Sumergido en la consulta de alguna inaplazable banalidad
reportada a través de las redes sociales, Brayan Guillermo no se dio cuenta, en
principio, de que algo raro pasaba.
Veterano en las operaciones que involucraban reservar turno, había
cumplido con el protocolo. Parqueó moto, ingresó al local, tomó una ficha de la
máquina, miró el tablero electrónico y tomó nota mental. Puesto (de él) P-42.
Puesto en turno: P-30.
La buena noticia era que en la sala de espera –nombre
elegante para las sillas de plástico alineadas en bloques de 5–, apenas se veían cinco personas. Una pareja de
ancianos, una señora en conversación constante con la que parecía su hija y el
caballero con cara de bravo y ojos que
saltaban continuamente del tablero a la ficha en su mano.
Tras el paneo inicial Brayan optó por pasar el tiempo
navegando en su teléfono inteligente. La lectura solo se interrumpía cuando el
sonido de la campana advertía sobre el
cambio de turno. Decía la teoría que iba a pasar lo siguiente: llamarían un
turno, ante la ausencia convocarían otro, y otro y en pocos minutos le tocaría a él.
La primera señal de alarma coincidió con el segundo pitido.
En el primero habían despachado a las señoras conversadoras. En el segundo
apareció otra señora, con niño, Algo no encajó en la imagen mental previa
almacenada por Brayan. Luego vino el viejito. Otro viejito. Sí, había visto un
viejito, pero este no era. Una mirada al sitio donde estaba la pareja de
ancianos confirmó que tal vez eran contemporáneos, pero definitivamente eran diferentes,
A medida que se despachaban los turnos, la congestión en la
sala de espera aumentaba. Pero lo exótico del asunto estaba en que lo que en
principio parecía una curiosa coincidencia evolucionó a certeza. Llegaban más
personas, pero a todos los atendían antes que a Brayan. ¿Reservas previa de
ficha? Tal vez, pero todos hacían el ritual de pasar por el fichero. ¿Entonces?
Dos turnos después –incluyendo al caballero con cara de
bravo - y cuando la convocatoria movió
hasta el mostrador a dos jóvenes agraciadas que también habían arribado después
de Brayan la situación pasó oficialmente de coincidencia a fenómeno. Entonces
concentró toda su atención en el siguiente usuario que ingresara a la
dependencia. No tuvo que esperar mucho. Una monja entró y con paso firme caminó
hacia el fichero donde tomó su turno...
Lo que aconteció después le dio para pensar a Guillermo durante
los 45 minutos adicionales que debió esperar hasta cuando, por fin, despacharon su
turno. La primera idea fue hacer un reclamo,
pero una breve reflexión le mostró el poco futuro de esa iniciativa. Así que
ante la imposibilidad de cambiar su destino, solo le quedaba la opción de
intentar entenderlo.
Primera duda. ¿Qué extraño gusto, placer o retribución
encontraba la pareja de ancianos en tomar muchas fichas y dedicarse a
entregarlas a los clientes que iban llegando?

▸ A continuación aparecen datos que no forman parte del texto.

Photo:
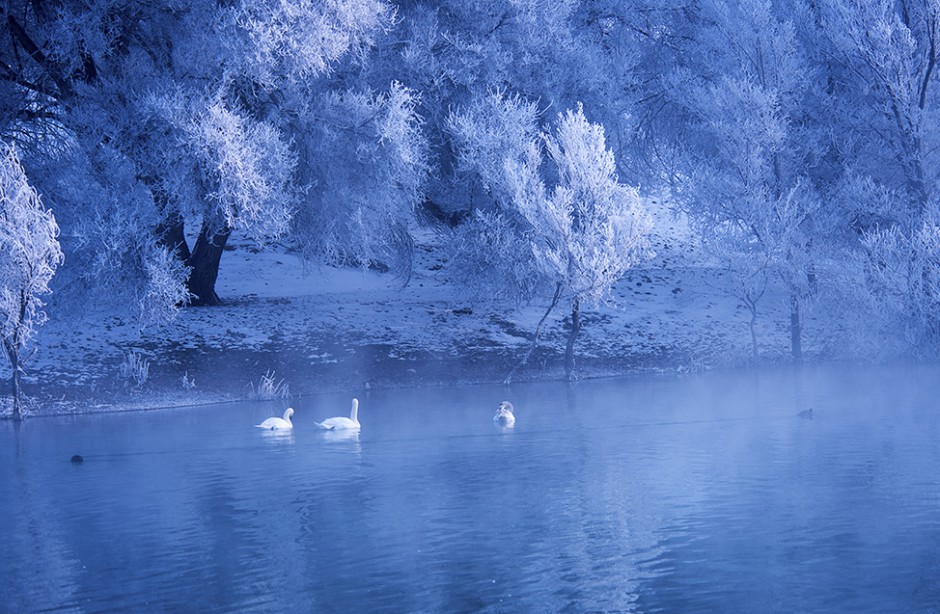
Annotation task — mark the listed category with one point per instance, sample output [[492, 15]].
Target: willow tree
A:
[[574, 228], [29, 255]]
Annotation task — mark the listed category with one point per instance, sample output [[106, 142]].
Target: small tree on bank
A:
[[562, 221], [29, 255]]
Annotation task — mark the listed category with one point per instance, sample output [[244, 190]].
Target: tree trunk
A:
[[752, 325], [572, 336], [796, 330], [204, 262], [13, 356], [535, 338]]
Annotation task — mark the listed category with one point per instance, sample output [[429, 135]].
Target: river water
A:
[[706, 493]]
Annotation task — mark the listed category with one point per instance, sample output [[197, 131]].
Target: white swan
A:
[[504, 415], [273, 424], [341, 422]]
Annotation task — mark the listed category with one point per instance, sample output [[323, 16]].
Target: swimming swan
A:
[[504, 415], [340, 423], [276, 423]]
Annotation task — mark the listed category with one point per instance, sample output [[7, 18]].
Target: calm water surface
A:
[[697, 494]]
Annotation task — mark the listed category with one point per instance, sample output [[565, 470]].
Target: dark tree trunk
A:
[[796, 330], [752, 325], [204, 262], [12, 352], [535, 338], [572, 337]]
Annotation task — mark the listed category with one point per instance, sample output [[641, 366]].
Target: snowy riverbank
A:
[[328, 329]]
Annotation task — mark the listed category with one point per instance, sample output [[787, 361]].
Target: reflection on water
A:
[[698, 494]]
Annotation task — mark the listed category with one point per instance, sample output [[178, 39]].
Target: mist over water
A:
[[648, 494]]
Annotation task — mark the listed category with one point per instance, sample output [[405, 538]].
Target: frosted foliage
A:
[[29, 254], [579, 233], [247, 168], [589, 229], [492, 259], [903, 274], [297, 40], [490, 131], [365, 158], [113, 251]]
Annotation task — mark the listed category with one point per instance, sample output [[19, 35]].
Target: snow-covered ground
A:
[[328, 329]]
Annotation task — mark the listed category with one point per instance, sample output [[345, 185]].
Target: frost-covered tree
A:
[[29, 256], [364, 158], [884, 56], [747, 184], [193, 102], [903, 269], [558, 204]]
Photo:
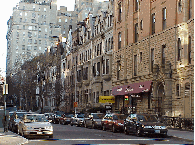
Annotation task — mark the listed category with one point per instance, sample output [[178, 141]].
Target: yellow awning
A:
[[106, 99]]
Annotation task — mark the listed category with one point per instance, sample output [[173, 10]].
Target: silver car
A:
[[35, 125]]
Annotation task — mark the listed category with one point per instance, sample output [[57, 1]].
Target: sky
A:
[[6, 11]]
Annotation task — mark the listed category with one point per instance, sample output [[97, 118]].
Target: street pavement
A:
[[66, 134]]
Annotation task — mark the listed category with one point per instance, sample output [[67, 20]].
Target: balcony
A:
[[107, 77]]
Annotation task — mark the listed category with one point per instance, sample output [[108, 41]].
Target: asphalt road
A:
[[66, 134]]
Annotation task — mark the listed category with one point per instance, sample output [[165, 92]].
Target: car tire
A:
[[103, 127], [51, 136], [113, 129], [125, 130], [138, 132]]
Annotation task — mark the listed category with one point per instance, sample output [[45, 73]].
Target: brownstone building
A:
[[153, 61]]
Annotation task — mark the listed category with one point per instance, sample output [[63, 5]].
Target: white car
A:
[[35, 124]]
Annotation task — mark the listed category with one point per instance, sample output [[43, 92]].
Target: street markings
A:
[[87, 139]]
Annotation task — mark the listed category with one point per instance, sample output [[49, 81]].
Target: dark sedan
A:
[[142, 124], [113, 121], [94, 120]]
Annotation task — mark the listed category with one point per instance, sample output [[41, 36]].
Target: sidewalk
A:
[[180, 134], [10, 138]]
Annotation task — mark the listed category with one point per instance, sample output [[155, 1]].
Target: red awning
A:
[[134, 88]]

Y segunda, por qué, de todos los clientes, precisamente a
él, a Brayan Guillermo, no le cambiaron la ficha, lo que lo dejó, en la
práctica, al final de la fila.
Para Brayan Guillermo, ese par de hechos siguen siendo el mayor de los misterios.
Para Brayan Guillermo, ese par de hechos siguen siendo el mayor de los misterios.